Information causality in multipartite scenarios

The Bell nonlocality is one of the most intriguing and counterintuitive phenomena displayed by quantum systems. Interestingly, such stronger-than-classical quantum correlations are somehow constrained, and one important question to the foundations of quantum theory is whether there is a physical, operational principle responsible for those constraints. One candidate is the information causality principle, which, in some particular cases, is proven to hold for quantum systems and to be violated by stronger-than-quantum correlations. In multipartite scenarios, though, it is known that the original formulation of the information causality principle fails to detect even extremal stronger-than-quantum correlations, thus suggesting that a genuinely multipartite formulation of the principle is necessary. In this work, we advance towards this goal, reporting a different formu-lation of the information causality principle in multipartite scenarios. By proposing a change of perspective, we obtain multipartite informational inequalities that work as necessary criteria for the principle to hold. We prove that such inequalities hold for all quantum resources and forbid some stronger-than-quantum ones.
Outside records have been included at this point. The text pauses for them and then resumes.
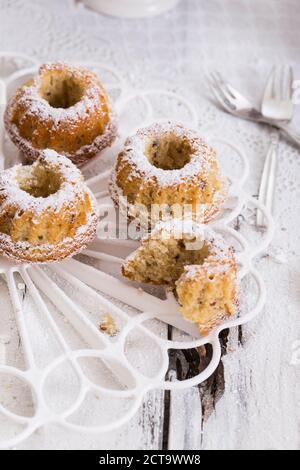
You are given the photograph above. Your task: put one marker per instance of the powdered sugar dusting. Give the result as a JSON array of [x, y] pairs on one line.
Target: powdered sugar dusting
[[72, 190], [134, 152], [58, 118]]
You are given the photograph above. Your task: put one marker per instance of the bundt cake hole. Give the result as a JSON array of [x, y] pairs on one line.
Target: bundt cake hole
[[60, 90], [169, 152], [39, 181], [163, 261]]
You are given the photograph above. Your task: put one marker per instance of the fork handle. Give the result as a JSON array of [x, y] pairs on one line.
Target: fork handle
[[267, 184], [2, 107]]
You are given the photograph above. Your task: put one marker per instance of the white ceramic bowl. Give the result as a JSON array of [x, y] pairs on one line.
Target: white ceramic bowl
[[131, 8]]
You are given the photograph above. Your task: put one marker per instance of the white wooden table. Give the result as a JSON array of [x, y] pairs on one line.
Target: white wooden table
[[252, 400]]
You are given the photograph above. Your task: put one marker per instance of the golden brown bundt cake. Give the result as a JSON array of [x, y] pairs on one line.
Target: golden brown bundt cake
[[196, 263], [46, 210], [167, 168], [64, 108]]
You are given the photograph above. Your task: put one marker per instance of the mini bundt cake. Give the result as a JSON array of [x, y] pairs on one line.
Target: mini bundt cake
[[166, 167], [46, 210], [196, 263], [64, 108]]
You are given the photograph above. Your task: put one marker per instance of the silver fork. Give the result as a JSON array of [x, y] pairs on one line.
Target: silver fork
[[277, 104], [232, 101]]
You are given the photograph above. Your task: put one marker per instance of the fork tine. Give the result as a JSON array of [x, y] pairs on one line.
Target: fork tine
[[290, 80], [268, 93], [282, 82]]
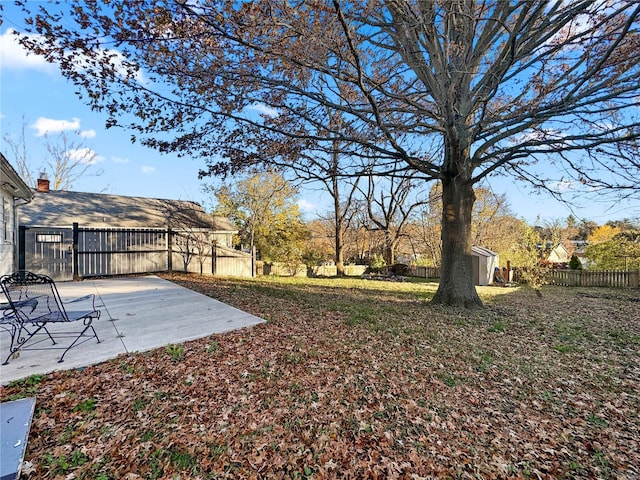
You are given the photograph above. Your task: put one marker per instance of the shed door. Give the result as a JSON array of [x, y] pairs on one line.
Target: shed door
[[475, 261], [48, 251]]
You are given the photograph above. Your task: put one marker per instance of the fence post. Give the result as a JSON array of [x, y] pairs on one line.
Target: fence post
[[253, 261], [214, 258], [74, 254], [169, 250], [22, 243]]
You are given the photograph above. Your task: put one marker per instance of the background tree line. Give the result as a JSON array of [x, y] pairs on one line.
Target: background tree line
[[394, 222]]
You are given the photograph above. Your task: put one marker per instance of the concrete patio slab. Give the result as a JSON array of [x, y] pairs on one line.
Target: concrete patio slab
[[138, 314]]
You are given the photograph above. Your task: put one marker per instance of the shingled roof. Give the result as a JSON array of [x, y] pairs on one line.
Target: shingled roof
[[61, 208]]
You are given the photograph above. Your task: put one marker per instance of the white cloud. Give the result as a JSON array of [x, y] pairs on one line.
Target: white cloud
[[306, 206], [84, 155], [263, 109], [14, 56], [88, 133], [48, 125], [563, 185]]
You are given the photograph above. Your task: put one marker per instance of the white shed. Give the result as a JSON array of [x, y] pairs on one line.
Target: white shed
[[484, 263]]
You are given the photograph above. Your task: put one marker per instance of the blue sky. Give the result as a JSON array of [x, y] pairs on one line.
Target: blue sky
[[33, 90]]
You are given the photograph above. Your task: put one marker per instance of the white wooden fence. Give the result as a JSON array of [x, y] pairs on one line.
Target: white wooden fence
[[594, 278]]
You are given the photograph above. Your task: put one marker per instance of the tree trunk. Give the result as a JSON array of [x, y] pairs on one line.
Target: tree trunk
[[389, 249], [339, 224], [457, 286]]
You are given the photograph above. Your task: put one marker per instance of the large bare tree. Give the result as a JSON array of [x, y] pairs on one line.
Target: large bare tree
[[456, 89]]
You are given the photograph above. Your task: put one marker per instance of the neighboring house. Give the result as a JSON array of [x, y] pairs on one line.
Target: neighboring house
[[13, 193], [74, 234]]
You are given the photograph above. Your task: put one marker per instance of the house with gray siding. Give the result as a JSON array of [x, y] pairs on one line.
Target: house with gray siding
[[68, 234], [14, 193]]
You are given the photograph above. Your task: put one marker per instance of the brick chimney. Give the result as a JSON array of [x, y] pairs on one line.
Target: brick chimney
[[43, 183]]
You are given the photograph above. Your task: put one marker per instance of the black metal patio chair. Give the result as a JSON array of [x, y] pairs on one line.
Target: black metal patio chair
[[34, 307]]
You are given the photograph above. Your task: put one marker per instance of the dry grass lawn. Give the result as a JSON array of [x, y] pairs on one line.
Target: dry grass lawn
[[359, 379]]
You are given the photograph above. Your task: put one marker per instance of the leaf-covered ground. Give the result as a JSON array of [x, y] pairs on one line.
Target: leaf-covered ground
[[359, 379]]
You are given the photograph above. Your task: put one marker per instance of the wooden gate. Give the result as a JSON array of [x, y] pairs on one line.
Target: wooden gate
[[46, 250]]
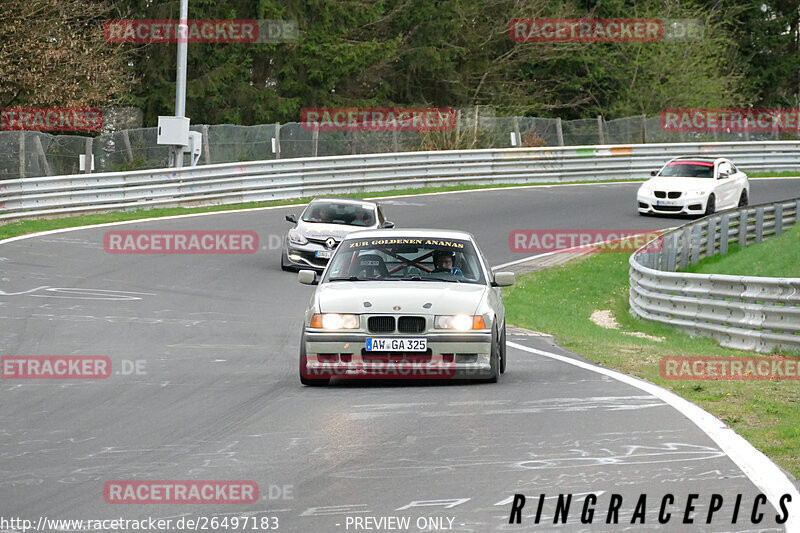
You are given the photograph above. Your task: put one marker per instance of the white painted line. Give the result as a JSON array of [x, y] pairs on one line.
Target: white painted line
[[764, 474]]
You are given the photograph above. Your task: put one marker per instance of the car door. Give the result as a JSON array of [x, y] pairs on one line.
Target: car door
[[726, 185], [740, 178]]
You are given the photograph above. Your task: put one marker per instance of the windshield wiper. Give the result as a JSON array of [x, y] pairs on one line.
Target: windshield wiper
[[415, 278]]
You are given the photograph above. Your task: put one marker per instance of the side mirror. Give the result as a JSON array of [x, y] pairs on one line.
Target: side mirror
[[504, 279], [307, 277]]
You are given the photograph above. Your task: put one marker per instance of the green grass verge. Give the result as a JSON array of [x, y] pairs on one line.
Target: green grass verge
[[560, 301], [783, 253], [13, 229]]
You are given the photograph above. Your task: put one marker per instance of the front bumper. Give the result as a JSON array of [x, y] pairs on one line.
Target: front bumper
[[685, 205], [304, 256], [450, 355]]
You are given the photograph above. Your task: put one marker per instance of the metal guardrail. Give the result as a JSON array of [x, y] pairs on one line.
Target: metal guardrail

Finally, we show that our approach can be strengthened if multiple copies of the resource are available, or, counterintuitively, if noisy communication channels are employed.

Automated summary

Bell nonlocality is a fascinating and counterintuitive phenomenon exhibited by quantum systems. The information causality principle is a potential explanation for the constraints on stronger-than-quantum correlations. However, the original formulation of this principle fails to detect even extreme stronger-than-quantum correlations in multipartite scenarios, indicating the need for a genuinely multipartite formulation. In this study, we propose a new formulation of the information causality principle in multipartite scenarios, introducing multipartite informational inequalities as necessary criteria for the principle to hold. We prove that these inequalities hold for all quantum resources and forbid some stronger-than-quantum ones. Furthermore, our approach can be strengthened with multiple copies of the resource or the use of noisy communication channels.